The other books, of course, all said that they were the best books ever written. They argued and argued. Then the chapters within each book started to argue with each other, each saying it was best. Then the paragraphs began to argue, and then even the sentences. Pretty soon each word was arguing with every other word. They got so noisy, that they woke the author up. He sat up in his bed and looked around. He could not tell where the noise was coming from.

Then the words began to break apart, and the letters began to fight with each other. They couldn't really argue anymore once they weren't words, but they could make a lot of noise.

"Rrrrrrr!" growled the r.

"H h h h," panted the h.

"T t t t!" tisked the t.

Then the capital A kicked the small h with its foot, and the h swung its top around to hit the A back. It missed and knocked the dot from the top of the small j. Suddenly every letter was fighting with every other letter. They poured out of the books and onto the shelf, piling into a great battle that amazed the frightened author.

The shelf began to shake, but the letters didn't even notice.

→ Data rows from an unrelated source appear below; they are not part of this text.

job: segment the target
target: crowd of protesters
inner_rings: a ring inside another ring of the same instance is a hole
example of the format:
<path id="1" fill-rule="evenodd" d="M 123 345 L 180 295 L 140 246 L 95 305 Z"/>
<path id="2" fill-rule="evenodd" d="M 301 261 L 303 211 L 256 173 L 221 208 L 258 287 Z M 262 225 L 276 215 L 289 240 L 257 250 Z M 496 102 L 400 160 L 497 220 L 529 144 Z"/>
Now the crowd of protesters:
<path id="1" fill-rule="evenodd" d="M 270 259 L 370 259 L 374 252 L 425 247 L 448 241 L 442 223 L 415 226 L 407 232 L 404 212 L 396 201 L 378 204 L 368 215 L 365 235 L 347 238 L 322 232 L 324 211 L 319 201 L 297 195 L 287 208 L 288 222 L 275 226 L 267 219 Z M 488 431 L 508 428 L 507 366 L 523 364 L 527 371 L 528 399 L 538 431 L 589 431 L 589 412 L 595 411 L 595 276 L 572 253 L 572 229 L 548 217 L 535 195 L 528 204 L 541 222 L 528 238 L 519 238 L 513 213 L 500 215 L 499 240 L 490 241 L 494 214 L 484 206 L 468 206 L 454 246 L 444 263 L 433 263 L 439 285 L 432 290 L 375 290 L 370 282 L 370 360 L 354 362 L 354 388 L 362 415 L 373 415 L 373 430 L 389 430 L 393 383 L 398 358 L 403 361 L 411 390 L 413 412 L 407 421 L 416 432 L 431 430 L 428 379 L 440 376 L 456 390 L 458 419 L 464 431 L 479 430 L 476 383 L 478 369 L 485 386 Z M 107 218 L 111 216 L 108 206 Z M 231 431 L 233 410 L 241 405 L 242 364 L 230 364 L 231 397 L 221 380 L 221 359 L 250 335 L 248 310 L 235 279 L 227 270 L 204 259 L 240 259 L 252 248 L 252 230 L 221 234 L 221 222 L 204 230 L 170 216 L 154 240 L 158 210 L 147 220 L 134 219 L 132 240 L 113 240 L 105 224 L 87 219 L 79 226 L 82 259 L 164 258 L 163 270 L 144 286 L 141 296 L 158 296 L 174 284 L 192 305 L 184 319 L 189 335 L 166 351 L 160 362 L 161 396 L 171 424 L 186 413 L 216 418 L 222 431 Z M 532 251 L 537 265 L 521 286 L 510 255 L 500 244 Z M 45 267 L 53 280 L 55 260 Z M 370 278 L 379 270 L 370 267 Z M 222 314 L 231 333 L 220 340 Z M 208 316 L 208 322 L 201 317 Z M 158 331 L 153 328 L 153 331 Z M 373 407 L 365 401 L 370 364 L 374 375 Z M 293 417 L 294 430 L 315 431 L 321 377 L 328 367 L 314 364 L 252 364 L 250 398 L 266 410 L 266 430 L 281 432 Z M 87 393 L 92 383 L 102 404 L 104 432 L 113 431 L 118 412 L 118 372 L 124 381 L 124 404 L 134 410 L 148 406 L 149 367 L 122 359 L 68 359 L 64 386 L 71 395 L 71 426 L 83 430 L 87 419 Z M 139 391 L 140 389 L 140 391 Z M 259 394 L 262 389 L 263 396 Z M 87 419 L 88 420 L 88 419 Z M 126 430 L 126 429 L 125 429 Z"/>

Then the shelf broke and spilled all the books on the floor. The letters fell into the pan on the stove.

The author jumped out of bed and picked up his books. The pages were empty. Not one letter had stayed in the books. He felt terrible. He had spent his whole life writing those books, and now they were gone!

His stomach growled, and he remembered how hungry he was. He looked at the soup on the stove. That's when he saw where all his letters had gone. They were in a thick jumble. He would never get them back into order.

But now his thin broth was thick soup.

He was hungry.

Oh well, he thought. I might as well just eat it. At least I will have a full stomach. He ate the soup, which was very satisfying, and then went back to bed. All night he digested the letters, and when he woke up he began to write the books all over again.

This time the books really were the best ever written, because the letters had learned their lesson, and this time they stayed where the author put them.


I hope to put a few more of these fables for writers together, and maybe make a collection some day. In the meantime, read my Story Notes about "Alphabet Soup" tomorrow.

You can read more of my fantasy fiction in The Bellhound, Four Tales of Modern Magic at all Amazon Kindle Stores: Amazon US, Amazon UK, Amazon DE. As well as at other ebook retailers: Smashwords, Barnes and Nobel, Apple iBookstore, Nook, and Sony.


David Michael said...

"Rrrrrrr!" growled the r.

I loved that bit. =)


The Daring Novelist said...

Heh heh --

It's all about characterization and detail. That R was really feeling it!